Catholic inmates fare worse than Protestants, report finds

Catholics inmates in Magilligan Prison fare worse than Protestants in Northern Ireland, inspectors said.

By The Newsroom
Tuesday, 12th December 2017, 8:02 am
Updated Tuesday, 12th December 2017, 11:05 am
Magilligan Prison in Northern Ireland; inspectors have said that Catholics inmates fare worse than Protestants inmates. Photo: Paul Faith/PA Wire
Magilligan Prison in Northern Ireland; inspectors have said that Catholics inmates fare worse than Protestants inmates. Photo: Paul Faith/PA Wire

Some felt staff victimised them because of their religion and reported less interaction with warders, an inspection report added.

Criminal Justice Inspection Northern Ireland (CJI) said independent experts should investigate but praised other immensely encouraging work at the County Londonderry jail.

Chief inspector of criminal justice Brendan McGuigan said: “Poorer outcomes for Catholic prisoners remain in a number of key areas and it is our view that there needs to be a greater focus on the underlying reasons for these differences.

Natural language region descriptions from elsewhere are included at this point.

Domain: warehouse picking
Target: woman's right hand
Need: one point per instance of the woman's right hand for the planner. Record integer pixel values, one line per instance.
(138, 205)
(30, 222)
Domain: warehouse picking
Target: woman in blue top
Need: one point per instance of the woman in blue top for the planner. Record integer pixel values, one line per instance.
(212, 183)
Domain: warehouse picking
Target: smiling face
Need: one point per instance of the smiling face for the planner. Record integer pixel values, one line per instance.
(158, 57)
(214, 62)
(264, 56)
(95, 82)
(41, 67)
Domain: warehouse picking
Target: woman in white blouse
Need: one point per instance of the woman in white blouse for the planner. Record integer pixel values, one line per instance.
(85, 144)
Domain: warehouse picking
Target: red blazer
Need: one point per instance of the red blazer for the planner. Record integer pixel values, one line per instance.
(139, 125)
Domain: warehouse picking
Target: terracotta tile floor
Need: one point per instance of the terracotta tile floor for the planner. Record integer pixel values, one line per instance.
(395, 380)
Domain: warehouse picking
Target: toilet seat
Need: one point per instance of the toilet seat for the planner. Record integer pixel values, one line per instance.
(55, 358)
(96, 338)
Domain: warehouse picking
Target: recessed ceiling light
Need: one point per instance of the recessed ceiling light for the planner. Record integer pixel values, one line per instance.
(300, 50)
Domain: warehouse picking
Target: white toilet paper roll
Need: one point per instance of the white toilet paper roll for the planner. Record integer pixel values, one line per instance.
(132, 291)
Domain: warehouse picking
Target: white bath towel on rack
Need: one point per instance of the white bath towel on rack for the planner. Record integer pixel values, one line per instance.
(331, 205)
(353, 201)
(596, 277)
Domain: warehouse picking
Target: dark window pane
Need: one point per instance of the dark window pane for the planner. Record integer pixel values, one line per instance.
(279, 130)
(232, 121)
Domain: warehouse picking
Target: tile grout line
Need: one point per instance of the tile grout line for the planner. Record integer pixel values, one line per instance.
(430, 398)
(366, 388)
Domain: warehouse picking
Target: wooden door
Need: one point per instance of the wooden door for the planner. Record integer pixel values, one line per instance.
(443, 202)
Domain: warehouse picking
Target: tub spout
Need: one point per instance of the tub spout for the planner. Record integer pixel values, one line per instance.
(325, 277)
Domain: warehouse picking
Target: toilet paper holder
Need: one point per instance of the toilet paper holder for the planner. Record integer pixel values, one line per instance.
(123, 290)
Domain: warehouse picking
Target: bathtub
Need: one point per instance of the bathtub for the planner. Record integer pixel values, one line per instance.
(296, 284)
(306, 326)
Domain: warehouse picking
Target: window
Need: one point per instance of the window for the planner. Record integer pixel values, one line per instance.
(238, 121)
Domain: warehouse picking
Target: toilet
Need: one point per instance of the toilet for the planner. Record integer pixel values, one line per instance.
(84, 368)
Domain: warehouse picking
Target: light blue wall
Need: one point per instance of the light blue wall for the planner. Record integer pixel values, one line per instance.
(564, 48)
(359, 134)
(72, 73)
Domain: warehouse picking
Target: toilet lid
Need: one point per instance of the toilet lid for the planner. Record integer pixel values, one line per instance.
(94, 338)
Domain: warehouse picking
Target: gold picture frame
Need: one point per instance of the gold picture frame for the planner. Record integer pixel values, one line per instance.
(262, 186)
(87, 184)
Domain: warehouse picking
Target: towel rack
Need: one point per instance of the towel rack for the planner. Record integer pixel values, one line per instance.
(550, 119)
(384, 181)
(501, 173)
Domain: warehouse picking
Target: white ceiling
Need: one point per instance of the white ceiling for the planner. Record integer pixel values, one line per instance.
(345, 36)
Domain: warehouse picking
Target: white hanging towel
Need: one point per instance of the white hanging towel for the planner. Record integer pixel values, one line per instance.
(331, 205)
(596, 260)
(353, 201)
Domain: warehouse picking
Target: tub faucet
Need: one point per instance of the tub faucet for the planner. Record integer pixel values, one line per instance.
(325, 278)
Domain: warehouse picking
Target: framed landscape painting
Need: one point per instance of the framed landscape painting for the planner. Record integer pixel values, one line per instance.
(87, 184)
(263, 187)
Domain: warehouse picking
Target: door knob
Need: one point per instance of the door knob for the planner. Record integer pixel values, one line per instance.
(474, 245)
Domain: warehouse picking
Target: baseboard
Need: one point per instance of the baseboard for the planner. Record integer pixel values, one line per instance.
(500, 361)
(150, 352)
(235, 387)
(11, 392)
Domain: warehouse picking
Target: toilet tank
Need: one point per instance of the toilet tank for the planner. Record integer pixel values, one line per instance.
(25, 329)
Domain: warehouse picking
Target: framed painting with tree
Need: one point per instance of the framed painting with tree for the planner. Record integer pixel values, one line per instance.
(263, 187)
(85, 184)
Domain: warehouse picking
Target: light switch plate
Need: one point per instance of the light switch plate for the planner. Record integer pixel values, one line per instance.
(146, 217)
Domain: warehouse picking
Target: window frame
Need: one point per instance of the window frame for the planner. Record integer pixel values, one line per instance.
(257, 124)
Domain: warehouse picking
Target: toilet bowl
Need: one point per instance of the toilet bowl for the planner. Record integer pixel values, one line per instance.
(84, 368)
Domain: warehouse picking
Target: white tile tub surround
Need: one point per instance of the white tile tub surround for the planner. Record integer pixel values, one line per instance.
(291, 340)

“It is our view the Northern Ireland Prison Service (NIPS) needs expert independent support to achieve this.”

A total of 16% of Catholics felt they had been victimised by staff because of their religion compared to 11% of Protestants.

While 11% felt victimised because of their nationality compared to 5% of Protestants.

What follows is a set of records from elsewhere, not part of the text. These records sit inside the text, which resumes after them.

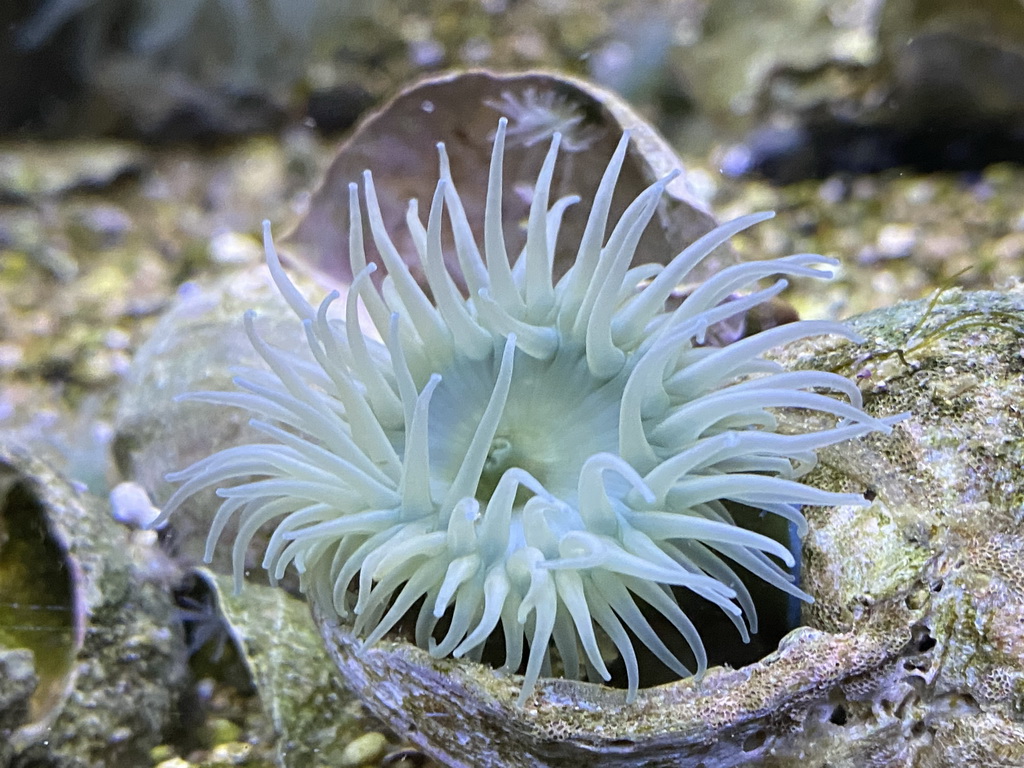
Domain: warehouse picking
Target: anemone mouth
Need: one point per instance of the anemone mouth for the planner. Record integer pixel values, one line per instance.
(556, 415)
(551, 464)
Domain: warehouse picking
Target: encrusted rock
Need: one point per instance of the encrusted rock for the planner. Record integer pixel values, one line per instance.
(104, 657)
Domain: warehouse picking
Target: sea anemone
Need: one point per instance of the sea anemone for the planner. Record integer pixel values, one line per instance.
(557, 459)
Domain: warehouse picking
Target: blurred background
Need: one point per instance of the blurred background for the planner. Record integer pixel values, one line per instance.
(142, 141)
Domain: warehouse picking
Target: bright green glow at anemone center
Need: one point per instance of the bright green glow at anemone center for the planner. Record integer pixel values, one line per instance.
(556, 416)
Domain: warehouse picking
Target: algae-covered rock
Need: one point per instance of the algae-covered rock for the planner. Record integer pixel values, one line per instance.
(312, 716)
(87, 625)
(912, 651)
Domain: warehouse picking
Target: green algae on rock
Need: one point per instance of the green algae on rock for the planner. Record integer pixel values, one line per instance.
(109, 664)
(912, 652)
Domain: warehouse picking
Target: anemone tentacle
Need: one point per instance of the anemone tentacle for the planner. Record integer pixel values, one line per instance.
(538, 456)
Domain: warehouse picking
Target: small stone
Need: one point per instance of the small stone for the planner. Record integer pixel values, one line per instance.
(366, 750)
(896, 241)
(222, 731)
(232, 753)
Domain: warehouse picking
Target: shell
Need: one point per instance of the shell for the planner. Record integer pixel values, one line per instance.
(912, 652)
(461, 110)
(96, 662)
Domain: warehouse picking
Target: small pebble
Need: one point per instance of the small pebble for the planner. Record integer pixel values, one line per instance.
(222, 731)
(367, 750)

The report said Catholic prisoners reported much less interaction with staff than Protestants.

Inspectors noted poorer outcomes for Catholics in a range of “important” areas, often where staff discretion was involved.

The report said: “In our survey Catholic prisoners were more negative than Protestants about respectful treatment by staff.

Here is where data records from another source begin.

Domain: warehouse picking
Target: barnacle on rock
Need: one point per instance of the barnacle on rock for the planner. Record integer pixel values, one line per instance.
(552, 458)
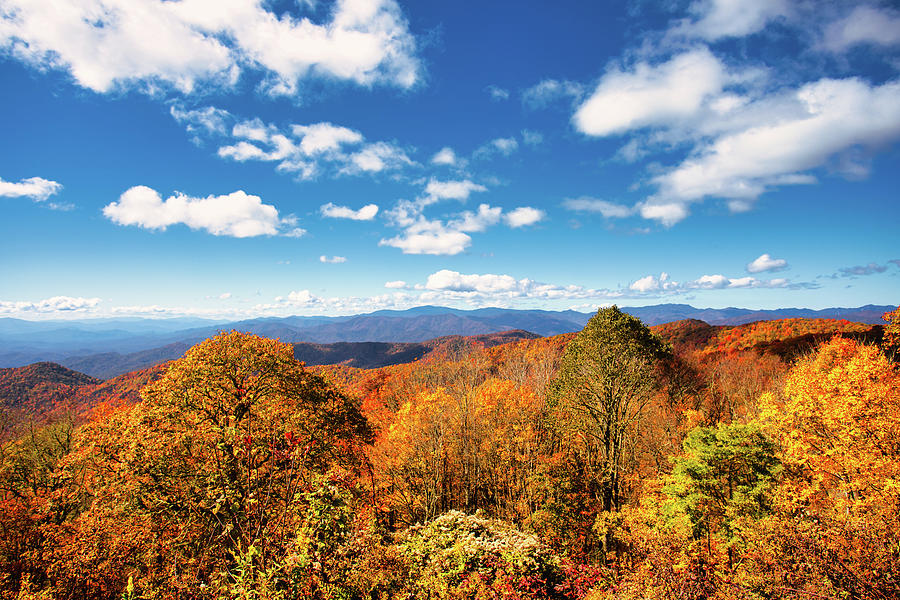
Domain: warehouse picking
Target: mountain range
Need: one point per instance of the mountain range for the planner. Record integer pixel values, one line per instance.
(107, 347)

“While likely to be complex, the prison needed to do far more to understand the underlying reasons for this which was likely to require external expert assistance.

“There was promotion of some aspects of diversity, but a lack of a more proactive approach to all the protected groups covered by Northern Ireland law.”

The joint inspection was carried out by CJI and Her Majesty’s Inspectorate of Prisons in England and Wales (HMIP) with support from colleagues from the Regulation and Quality Improvement Authority (RQIA) and the Education and Training Inspectorate (ETI).

It found improvements in several key areas.

However, the chief inspectors were concerned by some inspection findings and called for further improvements to address ongoing issues.

They remained worried that an integrated drugs and alcohol strategy still did not exist at Magilligan Prison aimed at reducing supply and addressing the needs of prisoners with substance misuse or addiction problems.

Peter Clarke, Her Majesty’s Chief Inspector of Prisons in England and Wales, said: “Reducing the supply and use of illicit and illegal drugs is a major challenge, which requires a strategic approach.

“We recommend there should be a prison-wide drug and alcohol strategy with an associated action plan to address both supply reduction and support issues.”

The report noted some excellent and innovative support to disabled and older prisoners. The chaplaincy continued to provide a good service, including a varied programme of activities and good pastoral care.

When inspectors visited in 2014, they were concerned that nearly half the prison population was not participating in education, vocational training or work activities.

When they visited in June this year they found excellent progress had been made in this regard.

The Head of the Northern Ireland Prison Service, Ronnie Armour, said the report demonstrated the progress which has been made at Magilligan.

“By creating opportunities to improve skills, employability and self-confidence, those in our care are encouraged to address their offending behaviour and work towards playing a constructive role when they return to the community.

“Importantly, the report highlights that rehabilitation is truly at the heart of all we do at Magilligan Prison, with resettlement work identified as a significant strength.

“This, along with the strong work we are doing to support men in maintaining relationships with their children, families and friends, is helping to support people to change their offending behaviour and, hopefully, build safer communities.”

He said the report also highlights where Magilligan can continue to progress, in particular in supporting vulnerable prisoners and those with self-harm or mental health issues.

“As ever, we will continue to work to ensure that all those in our care have the support they need.”